For example, in September last year, the Wave mobile app raised more than $200 million to expand its money transfer services in its largest market, Senegal, and other countries, after its launch in April in Ivory Coast. Yet its basic services are no different from those of a bank. The difference lies in the way these services are provided, i.e. using the Agency Banking model of setting up agents in underserved areas, on mobile platforms.
The difficulties of the banking sector begin first with their inaccessibility, due to the limited number of bank branches concentrated in cities, while the majority of the population still lives in rural areas.
This scarcity of agencies leads to much higher costs for clients, both in terms of travel and time. For example, Cameroon has about 2.2 bank branches per 100,000 inhabitants, while 34.6% of its adults have a bank account, an average of almost 8,000 customers per branch – for comparison, the average in the European Union is 22.3 branches per 100,000 inhabitants and less than 3,500 customers per branch.

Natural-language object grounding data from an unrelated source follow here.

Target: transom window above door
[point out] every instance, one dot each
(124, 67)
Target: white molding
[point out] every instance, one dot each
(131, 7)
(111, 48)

If customers only go to their branch once a month, this represents 160 customers served every day in European branches, compared to almost 370 per day in Cameroonian branches, which means that Cameroonians have to face much longer queues at the bank, not to mention the long journeys to get there.
Bank charges can also be high, and combined with low efficiency in Côte d’Ivoire, where there are more bank branches per person than in Cameroon, with 4.9 branches per 100,000 people, an instant transfer of bank account to another costs up to 17,000 CFA ($30) in transfer fees, takes up to three days to arrive, and sometimes fails altogether.
Faced with these inconveniences and high costs, only 41.3% of adults in Côte d’Ivoire have a bank account, and in many countries in the region the total is even lower, for example in Madagascar, with 17, 5%.
Yet banking services are not universally unpopular in Africa. In Kenya, 88% of the population has a bank account, and in Mauritius, 89.8%, according to analysis by Accuant, a specialist in identity documents.
The difference lies in the services offered by their banks. In Kenya, for example, bank agents using Agency Banking solutions made 163 million transactions in 2019, five times more than the 30 million transactions of traditional bank branches in 2012. These included all the elements offered by telecom operators and start-ups, but on an existing base of security, brand recognition, organizational capacity and banking licenses allowing savings to be made.
In addition, studies by the GSMA, which represents the global mobile telecommunications industry, have found that agent networks have up to 20 times greater reach than bank branches, and up to 7 times greater than that of ATMs. The IFC indicates that transactions carried out by agents cost up to 25% less than those carried out by traditional agencies.
Agency Banking systems have also transformed the customer journey. Fidelity Bank Ghana can now onboard a new customer in just 5 minutes using agents.
As providers of Agency Banking software solutions across Africa, we have seen many of these gains translate into rapid and sustainable growth – in fact, the Agency Banking model can deliver a return on investment of more than 300% in the space of three years. For example, we have seen a microfinance institution multiply its points of sale by 15 thanks to the launch of a network of agents, and another multiply by 7 the volume of savings placed with it in one year. The IFC reports similar transformations, citing the example of a bank where 70% of transactions now go through a network of agents, reducing queues and improving the customer experience.
Governments also use agent networks and agency banking to deliver pensions and other support in hard-to-reach places. Separately, think tank CGAP highlighted the “vital” role of agency banking in the response to the COVID-19 crisis, ensuring access to financial services while reducing transport use and crowding. in agencies.
It is now possible to combine Agency Banking with digital banking services based on mobile electronic wallets (Wallets), via a single, integrated platform, in order to offer even greater accessibility. Similarly, new offerings, such as our Managed Service Agency Banking solution, offer a faster and more accessible time-to-market model for financial organizations of different sizes.
This means that, for all the fanfare surrounding new financial services applications, it is banks that are best able to mobilize new investment in agent infrastructure, with broader services and greater gains and growth. quick. So start-ups raise hundreds of millions of dollars and are called “unicorns”, but it may well be the banks that end up providing financial services to the majority, through agents and solutions. of Agency Banking.